The new technologies pushing the frontiers of medicine are
naturally used to treat ever sicker and more vulnerable patient
populations. They help most, but also increase the statistical
possibilities for poor outcomes. In short, at the same time that
medical "miracles" are increasingly possible, new opportunities
for patient injury also are being created. There is disagreement
and confusion about the sources of and appropriate responses
to these inherent risks in the complex environment of health
care. It is in this setting that discussions about patient safety
are now taking place.
Three Mile Island was a watershed event that irrevocably changed
the way that the public, industry and regulators looked at safety
in a technologically complex environment. This change created
both the possibility of and the need for new approaches to safety.

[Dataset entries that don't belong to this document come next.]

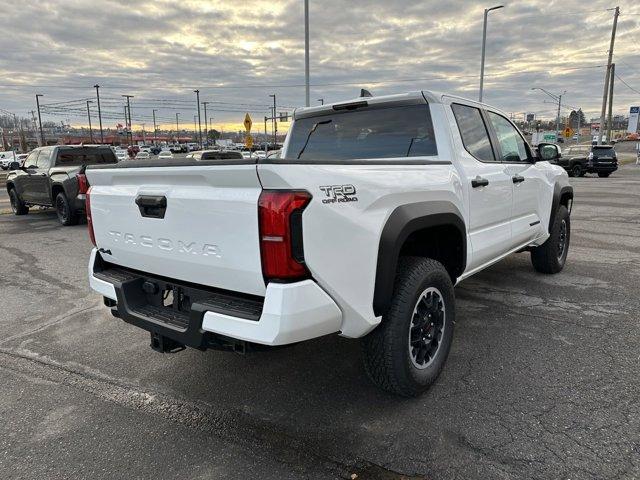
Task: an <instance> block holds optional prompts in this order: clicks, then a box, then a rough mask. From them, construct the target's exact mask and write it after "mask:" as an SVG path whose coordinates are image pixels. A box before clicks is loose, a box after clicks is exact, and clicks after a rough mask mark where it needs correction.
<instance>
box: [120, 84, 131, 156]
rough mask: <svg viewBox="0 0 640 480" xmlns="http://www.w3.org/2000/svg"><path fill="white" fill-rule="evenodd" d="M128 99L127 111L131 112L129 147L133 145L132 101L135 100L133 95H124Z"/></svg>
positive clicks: (129, 117)
mask: <svg viewBox="0 0 640 480" xmlns="http://www.w3.org/2000/svg"><path fill="white" fill-rule="evenodd" d="M122 96H123V97H124V98H126V99H127V110H129V138H130V139H131V140H130V141H129V145H133V125H132V124H131V102H130V100H131V99H132V98H133V95H122Z"/></svg>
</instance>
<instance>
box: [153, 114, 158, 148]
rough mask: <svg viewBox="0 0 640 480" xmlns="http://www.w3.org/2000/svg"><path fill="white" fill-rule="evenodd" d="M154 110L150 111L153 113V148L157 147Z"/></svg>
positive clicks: (157, 133)
mask: <svg viewBox="0 0 640 480" xmlns="http://www.w3.org/2000/svg"><path fill="white" fill-rule="evenodd" d="M156 111H157V110H156V109H155V108H154V109H153V110H152V112H153V146H154V147H157V146H158V127H157V126H156Z"/></svg>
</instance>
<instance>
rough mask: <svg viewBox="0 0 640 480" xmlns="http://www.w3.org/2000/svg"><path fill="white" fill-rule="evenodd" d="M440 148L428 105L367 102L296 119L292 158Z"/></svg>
mask: <svg viewBox="0 0 640 480" xmlns="http://www.w3.org/2000/svg"><path fill="white" fill-rule="evenodd" d="M437 154H438V150H437V148H436V141H435V136H434V133H433V124H432V123H431V113H430V111H429V106H428V105H425V104H420V105H405V106H392V107H383V108H379V107H378V108H375V107H364V108H360V109H357V110H345V111H336V112H330V113H329V114H327V115H321V116H316V117H307V118H300V119H297V120H296V121H295V122H294V124H293V127H292V131H291V135H290V139H289V147H288V149H287V155H286V158H287V159H294V160H295V159H301V160H305V159H312V160H353V159H373V158H402V157H420V156H434V155H437Z"/></svg>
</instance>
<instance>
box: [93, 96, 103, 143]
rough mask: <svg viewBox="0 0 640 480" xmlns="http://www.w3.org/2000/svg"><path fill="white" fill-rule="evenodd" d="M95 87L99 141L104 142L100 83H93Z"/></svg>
mask: <svg viewBox="0 0 640 480" xmlns="http://www.w3.org/2000/svg"><path fill="white" fill-rule="evenodd" d="M93 88H95V89H96V97H97V98H98V121H99V122H100V143H101V144H103V143H104V134H103V133H102V112H101V110H100V85H94V86H93Z"/></svg>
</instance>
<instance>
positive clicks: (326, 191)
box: [319, 185, 358, 203]
mask: <svg viewBox="0 0 640 480" xmlns="http://www.w3.org/2000/svg"><path fill="white" fill-rule="evenodd" d="M319 188H320V190H321V191H322V192H323V193H324V194H325V195H326V198H323V199H322V203H345V202H357V201H358V197H356V187H354V186H353V185H324V186H320V187H319Z"/></svg>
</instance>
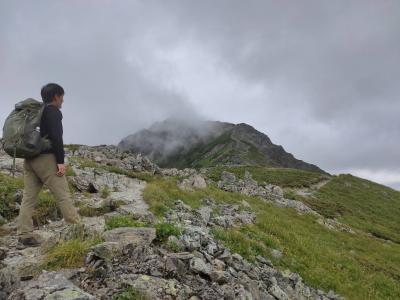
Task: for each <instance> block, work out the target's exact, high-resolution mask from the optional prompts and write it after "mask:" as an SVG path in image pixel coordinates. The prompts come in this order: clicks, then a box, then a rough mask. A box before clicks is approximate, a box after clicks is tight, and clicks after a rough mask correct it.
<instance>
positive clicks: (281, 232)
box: [144, 178, 400, 299]
mask: <svg viewBox="0 0 400 300" xmlns="http://www.w3.org/2000/svg"><path fill="white" fill-rule="evenodd" d="M356 181H357V180H356ZM304 182H310V181H309V179H305V180H304ZM333 182H334V183H335V179H333ZM351 184H352V186H353V187H357V185H355V183H351ZM364 184H365V183H364ZM347 186H348V183H347ZM324 187H325V186H324ZM328 187H329V183H328ZM370 187H373V186H372V185H370ZM379 187H381V186H376V188H377V190H376V193H377V194H379V193H381V194H382V193H383V194H384V195H386V196H388V195H391V194H390V191H389V190H386V188H382V189H381V190H380V191H379ZM365 188H367V190H366V193H370V192H371V190H368V187H367V186H365ZM349 193H350V191H347V194H349ZM339 194H340V191H339ZM350 194H351V193H350ZM396 195H397V194H396ZM204 197H212V198H214V199H215V201H216V202H217V203H239V204H240V203H241V201H242V200H246V201H247V202H248V203H249V204H250V205H251V207H252V209H253V210H254V211H255V212H257V218H256V223H255V224H254V225H250V226H243V227H241V228H235V229H229V230H226V229H223V230H222V229H218V228H216V229H214V230H213V233H214V235H215V236H216V238H218V239H220V240H221V241H223V243H224V244H225V245H226V246H227V247H229V248H230V249H231V250H232V251H233V252H238V253H240V254H241V255H242V256H244V257H246V258H247V259H249V260H250V261H251V260H254V258H255V256H256V255H261V256H264V257H267V258H269V259H271V260H272V261H273V262H274V264H275V265H276V266H277V267H279V268H280V269H282V270H285V269H290V270H291V271H293V272H298V273H299V274H300V275H301V276H302V277H303V279H304V281H305V283H306V284H308V285H310V286H313V287H315V288H321V289H323V290H325V291H328V290H330V289H332V290H334V291H335V292H337V293H339V294H341V295H343V296H344V297H346V298H347V299H399V298H400V285H399V284H398V282H399V281H400V275H399V274H400V245H399V244H396V243H387V242H385V241H383V240H380V239H376V238H374V237H372V236H369V235H367V233H366V232H364V231H361V230H359V229H357V228H358V227H353V229H354V230H355V231H356V234H350V233H346V232H337V231H333V230H329V229H327V228H325V227H324V226H322V225H320V224H318V223H317V222H316V221H317V217H315V216H313V215H299V214H298V213H297V212H296V211H295V210H293V209H288V208H279V207H276V206H274V205H273V204H268V203H264V202H262V201H261V200H260V199H259V198H257V197H249V196H245V195H241V194H238V193H228V192H224V191H221V190H218V189H216V188H215V187H213V186H209V187H207V188H206V189H204V190H196V191H194V192H186V191H181V190H180V189H178V188H177V186H176V178H165V179H158V180H154V181H153V182H151V183H149V184H148V185H147V186H146V188H145V190H144V199H145V200H146V201H147V203H148V204H149V206H150V209H151V210H152V211H153V212H154V213H155V214H156V215H157V216H162V215H163V214H164V213H165V212H166V211H167V210H168V209H169V207H172V206H173V205H174V203H175V201H176V200H177V199H181V200H182V201H184V202H185V203H186V204H188V205H190V206H191V207H193V208H197V207H199V206H201V200H202V199H203V198H204ZM353 200H354V199H353V198H352V197H349V198H348V200H347V201H353ZM392 204H393V203H392V202H389V207H393V206H392ZM347 205H349V204H348V203H347ZM358 207H359V209H362V207H363V206H361V207H360V206H358ZM377 209H378V208H377ZM359 213H360V212H359ZM383 213H384V214H385V209H384V210H383ZM379 214H380V213H377V215H379ZM386 214H387V212H386ZM391 216H393V217H394V216H395V214H394V213H393V215H392V214H389V218H388V224H389V225H390V224H391V223H392V220H391ZM354 220H357V214H356V215H355V216H354ZM366 222H367V220H366ZM383 224H384V223H383ZM271 249H278V250H280V251H282V253H283V256H282V258H280V259H277V258H275V257H273V256H272V255H271Z"/></svg>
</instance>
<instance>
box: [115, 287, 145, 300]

Health care faces very similar challenges and opportunities today.
Leaders in the health care community are responding. The founding
of the National Patient Safety Foundation (NPSF) in 1997 is,
itself, an important response, as are recent initiatives or reports
developed by the Veterans Health Administration (VHA), the Agency
for Health Care Policy and Research (AHCPR), the President's
Advisory Commission on Consumers Rights and Health Care Quality,
the Joint Commission on Accreditation of Health Care Organizations
(JCAHO), and the Executive Session on Medical Error and Patient
Safety at the John F. Kennedy School at Harvard University.